JUAN WILLIAMS, SENIOR EDITOR, THE HILL: It's huge dollars, and, ya know, it far surpasses what President Bush was able to do at this point in the '04 cycle as the incumbent. And it's an indication that while people were thinking, ya know, maybe the left is not that enthusiastic about President Obama, the money is there, because it came not from what I thought was gonna be the case, the Wall Street, Hollywood, liberal salons, but the average donation was, I think, about $60. That is pretty strong for President Obama at this point.
But it really also points out if you look at Mitt Romney who is the leader among the Republicans right now with $18 million, what a distance. There is just silence in terms of the big fundraisers helping to pick a Republican candidate.
BAIER: But what about Reince Priebus, the RNC chairman's take that when it comes down to it the amount of money the president and his campaign take in is not going to propel them past economic problems that he has to sell in the electorate? Is that a good spin for the RNC chairman?
A.B. STODDARD, ASSOCIATE EDITOR, THE HILL: I agree that the jobs number is, ya know, much more of an influence on his re-election than his fundraising numbers. But the Republicans would have loved to have had these fundraising numbers. And actually, Chairman Priebus' premise, that he tried to actually say they came from big fat cats and everything, and he is wrong. And Juan is right.
The president had more than 500 -- the Democrats and the president combined had more than 550,000 donors giving an average of $69. Those are small donations. Those people will give again. And that is gonna excite the grassroots. Money will bring more money. And as Juan pointed out, the left is not asleep and they're not dispirited. And it does not mean that a Republican can't beat him, it just means he has a lot more money than they do at this point and they would love to have it.
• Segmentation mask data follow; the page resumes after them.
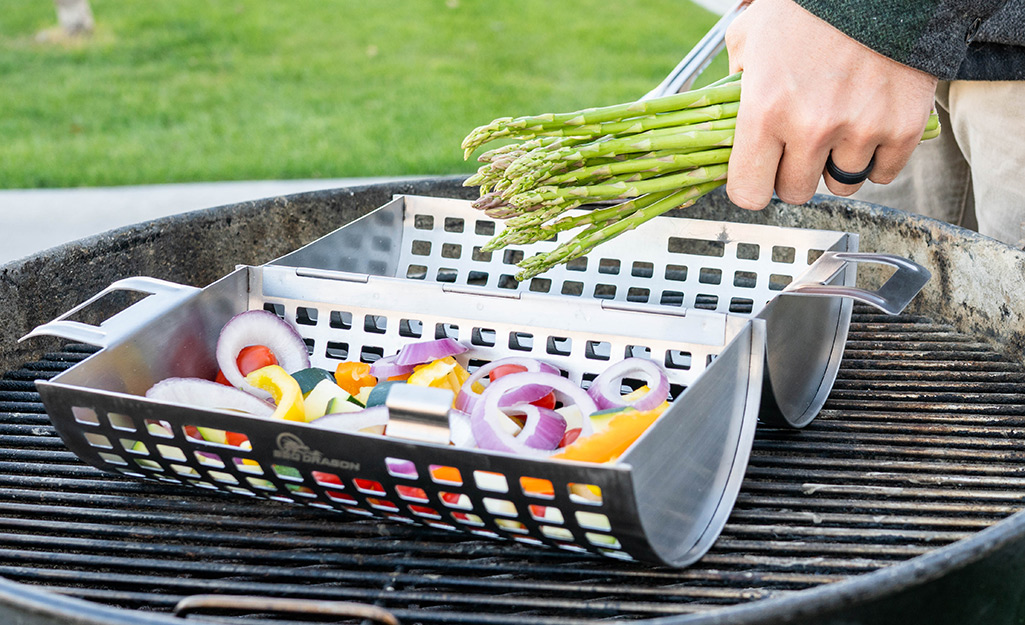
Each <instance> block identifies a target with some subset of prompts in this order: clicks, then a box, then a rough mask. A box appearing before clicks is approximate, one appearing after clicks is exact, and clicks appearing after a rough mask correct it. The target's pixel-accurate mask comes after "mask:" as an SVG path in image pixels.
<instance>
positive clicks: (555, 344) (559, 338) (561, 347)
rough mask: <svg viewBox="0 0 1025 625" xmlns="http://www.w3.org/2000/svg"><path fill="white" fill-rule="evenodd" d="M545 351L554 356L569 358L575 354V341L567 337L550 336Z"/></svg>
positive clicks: (547, 340)
mask: <svg viewBox="0 0 1025 625" xmlns="http://www.w3.org/2000/svg"><path fill="white" fill-rule="evenodd" d="M544 350H545V351H547V352H548V353H550V355H552V356H569V355H570V353H572V352H573V340H572V339H570V338H569V337H566V336H549V337H548V340H547V344H546V346H545V349H544Z"/></svg>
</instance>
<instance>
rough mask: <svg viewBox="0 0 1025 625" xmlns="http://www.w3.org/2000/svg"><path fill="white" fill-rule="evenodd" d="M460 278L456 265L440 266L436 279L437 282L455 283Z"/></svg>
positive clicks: (435, 279) (435, 278)
mask: <svg viewBox="0 0 1025 625" xmlns="http://www.w3.org/2000/svg"><path fill="white" fill-rule="evenodd" d="M458 279H459V270H458V269H456V268H455V267H439V268H438V274H436V275H435V280H436V281H437V282H445V283H449V284H452V283H455V281H456V280H458Z"/></svg>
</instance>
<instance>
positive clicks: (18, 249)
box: [0, 177, 396, 264]
mask: <svg viewBox="0 0 1025 625" xmlns="http://www.w3.org/2000/svg"><path fill="white" fill-rule="evenodd" d="M395 179H396V178H395V177H382V178H331V179H314V180H257V181H241V182H196V183H187V184H149V185H142V186H108V188H84V189H43V190H11V191H0V233H2V234H0V242H2V243H0V264H3V263H5V262H9V261H11V260H16V259H18V258H23V257H25V256H28V255H30V254H34V253H36V252H40V251H43V250H46V249H49V248H51V247H53V246H56V245H60V244H63V243H68V242H71V241H75V240H77V239H81V238H83V237H89V236H91V235H97V234H99V233H104V232H107V231H109V230H112V228H115V227H121V226H123V225H129V224H132V223H137V222H139V221H147V220H149V219H155V218H157V217H164V216H167V215H173V214H177V213H182V212H188V211H192V210H197V209H201V208H210V207H212V206H222V205H224V204H235V203H237V202H245V201H248V200H258V199H261V198H270V197H274V196H283V195H290V194H296V193H302V192H306V191H318V190H322V189H337V188H339V186H352V185H355V184H369V183H374V182H383V181H387V180H395Z"/></svg>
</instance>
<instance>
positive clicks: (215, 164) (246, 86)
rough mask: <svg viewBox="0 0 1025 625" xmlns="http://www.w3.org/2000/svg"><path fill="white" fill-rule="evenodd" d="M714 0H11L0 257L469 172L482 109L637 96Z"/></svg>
mask: <svg viewBox="0 0 1025 625" xmlns="http://www.w3.org/2000/svg"><path fill="white" fill-rule="evenodd" d="M726 5H727V3H726V2H724V1H723V0H701V2H700V3H692V2H689V1H687V0H645V1H642V0H627V1H621V2H604V1H600V0H574V1H566V2H548V1H546V0H517V1H511V0H507V1H496V0H393V1H392V2H387V3H377V2H363V1H355V0H353V1H348V0H339V1H335V2H319V1H315V0H292V1H290V2H268V1H265V0H223V1H217V2H210V1H209V0H175V1H174V2H137V1H134V0H6V1H5V2H4V10H3V11H2V12H0V85H2V88H0V233H2V234H0V241H3V242H4V244H3V245H0V263H3V262H7V261H9V260H13V259H16V258H20V257H23V256H26V255H29V254H32V253H34V252H36V251H40V250H43V249H46V248H49V247H51V246H53V245H57V244H60V243H64V242H67V241H72V240H75V239H79V238H82V237H86V236H90V235H93V234H97V233H100V232H104V231H107V230H110V228H112V227H117V226H119V225H124V224H128V223H134V222H137V221H142V220H146V219H150V218H154V217H157V216H163V215H167V214H173V213H177V212H182V211H187V210H195V209H198V208H206V207H210V206H218V205H222V204H231V203H235V202H240V201H244V200H251V199H257V198H263V197H270V196H275V195H283V194H289V193H297V192H300V191H308V190H314V189H324V188H334V186H338V185H342V184H348V183H354V182H362V181H367V180H369V181H374V180H380V179H392V178H397V177H408V176H413V177H418V176H436V175H447V174H460V173H469V172H471V171H475V170H476V169H477V164H476V163H475V162H473V161H468V162H467V161H464V160H463V156H462V151H461V150H460V148H459V143H460V141H461V139H462V137H463V136H465V135H466V133H468V132H469V131H470V130H471V129H473V128H475V127H476V126H479V125H482V124H485V123H487V122H489V121H491V120H492V119H494V118H496V117H501V116H519V115H530V114H537V113H545V112H565V111H574V110H577V109H582V108H587V107H596V106H605V105H612V103H618V102H622V101H629V100H632V99H635V98H638V97H640V96H641V95H643V94H644V93H646V92H647V91H648V90H650V89H651V88H652V87H654V86H655V85H656V84H658V82H660V81H661V79H662V78H663V77H664V76H665V75H666V74H667V73H668V72H669V71H670V70H672V68H673V67H674V66H675V65H676V64H678V63H679V61H680V59H681V58H683V56H684V55H685V54H686V53H687V52H688V51H689V50H690V48H691V47H692V46H693V45H694V44H695V43H696V42H697V41H698V40H699V39H700V38H701V36H702V35H703V34H704V33H705V32H706V31H707V30H708V29H709V28H710V27H711V26H712V24H714V22H715V19H716V18H717V13H719V12H722V11H723V10H725V8H726ZM722 56H724V57H721V58H719V59H716V61H715V63H714V64H713V65H712V66H711V67H710V68H709V70H708V71H706V73H705V75H704V76H703V77H702V81H701V82H702V83H704V82H711V81H712V80H714V79H716V78H720V77H722V76H724V75H725V74H726V71H727V64H726V59H725V55H722Z"/></svg>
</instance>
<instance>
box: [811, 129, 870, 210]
mask: <svg viewBox="0 0 1025 625" xmlns="http://www.w3.org/2000/svg"><path fill="white" fill-rule="evenodd" d="M876 148H877V145H876V144H875V143H861V144H859V145H853V144H851V143H848V142H842V143H840V144H839V145H837V147H836V148H834V149H833V150H832V151H831V152H830V154H829V155H828V158H830V159H832V163H833V165H834V166H835V167H836V168H838V169H839V170H840V172H845V173H848V174H852V175H855V176H856V177H861V176H860V175H856V174H861V173H862V172H864V171H865V170H866V169H869V174H870V173H871V171H873V170H874V169H875V167H876V165H877V163H876V160H877V158H878V157H877V155H876ZM821 171H822V178H823V180H824V181H825V183H826V189H828V190H829V192H830V193H831V194H833V195H836V196H842V197H847V196H850V195H852V194H854V193H855V192H856V191H858V190H859V189H861V186H862V184H864V183H865V182H864V181H865V179H867V175H865V177H864V179H862V180H861V181H858V182H848V181H847V180H845V179H843V178H844V176H840V175H839V173H840V172H836V175H834V174H833V173H832V172H830V171H829V169H828V167H826V166H825V164H823V167H822V169H821ZM837 177H839V178H840V179H837Z"/></svg>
CHARLES KRAUTHAMMER, SYNDICATED COLUMNIST: In a re-election campaign, the money has one use. It's gonna have no effect on getting Obama out of the box on explaining high unemployment, et cetera, the failure of the economy. It's gonna be used on negative advertising. It's gonna be the dirtiest campaign you have ever seen. It's gonna be almost $1 billion of sheer attacks because it's essentially a referendum on Obama. Unless the Democrats make the personality or the baggage or the history of the Republican the issue, and that's what you do if you're an incumbent if you have a lot of money. It's going to be an incredibly negative campaign.
BAIER: To the GOP side quickly, A.B., do you see Michele Bachmann still surging in Iowa?
STODDARD: Oh she is. In fact, there's a recent poll out of Iowa that shows that she has the advantage in the intensity gap. The voters most closely following the caucuses and the race there, the most intensely, ya know, devoted political activists really love Michele Bachmann. That's a very good barometer for the straw poll coming up so quickly in August and then the caucuses in January, just a few months later.
BAIER: One month from tomorrow, the GOP debate on Fox News channel in Ames, Iowa. That is two days before the straw poll it's going to be big deal.
WILLIAMS: Is it a big deal. And, let me just say that we don't know about Bachmann's numbers because she got in so late, but she has $3 million left over from her congressional race. And if she becomes the anti-, not-Romney candidate, more money for Bachmann.